Tips On Mob Grazing: Start Small

Stockmen interested in mob grazing should find a mentor who’s already doing it. Mark Brownlee, a Missouri mob grazing follower, says the best way to navigate a minefield is to follow someone who has done it successfully.

“You’ll find plenty of people who failed. I want to follow the ones who blazed the trail and made it work,” he says.

Start small, particularly in arid environments where native pastures are fragile, then expand gradually. “Take 10% of your ranch – put a fence or water source on your most productive ground – and do it properly,” Chad Peterson, north central Nebraska, advises.
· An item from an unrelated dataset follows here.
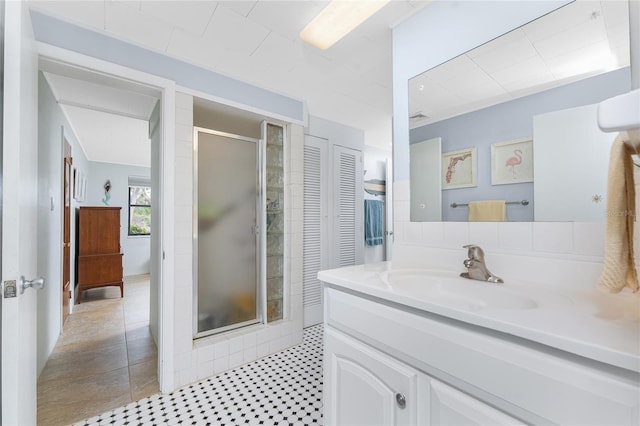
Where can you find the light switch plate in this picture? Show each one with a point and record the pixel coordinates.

Many western ranches have irrigated meadows and native pastures – mountains or high desert. “Put cattle on some irrigated land and do a good job of intensive grazing, using other pastures as needed. You’ll see a big response from the small amount you did right. This gets you farther than doing a large amount halfway. The first couple years, I mob-grazed only 400 of 9,000 acres, then added 200 more. Those 600 acres changed my whole ranch. It took pressure off the rest, providing longer recovery. It all became healthier and produced better,” he explains.

Traditionally, irrigated acres are cut for hay, while hillsides and mountain pastures are grazed during growing season. Peterson started doing the opposite – mob grazing green meadows and using the hills for winter grazing when grasses on fragile soils are dormant. He divided the meadows into long strips, and further divided them with temporary electric fence into paddocks of less than an acre, moving cattle five or more times daily. He grazes each small piece once during the growing season and gives it a year to recover.

“Many ranchers move cows in large groups but not often enough. I’d rather see them push the envelope harder on a small piece. The 10% they set up and mob graze would pay back immediately. Then they could add another 10%,” he says.

Mob Effect On Health

Gary Wofford, a southeast Colorado rancher, credits healthier cattle to mob grazing. “Healthier plants have nearly eliminated my cattle’s consumption of minerals. The fly burden is almost gone. Horn flies breed in fresh cow manure, and hatch a new generation two weeks later. By then, my cattle are a mile away. Flies die without a cow to feed on.”

Mob grazing also reduces internal parasites, he says. The life cycle is broken by the long recovery period, because if cattle aren’t constantly eating where they defecate, they won’t pick up worms, he says. Worm larvae move onto nearby foliage but if plants aren’t eaten short, cattle won’t ingest worms.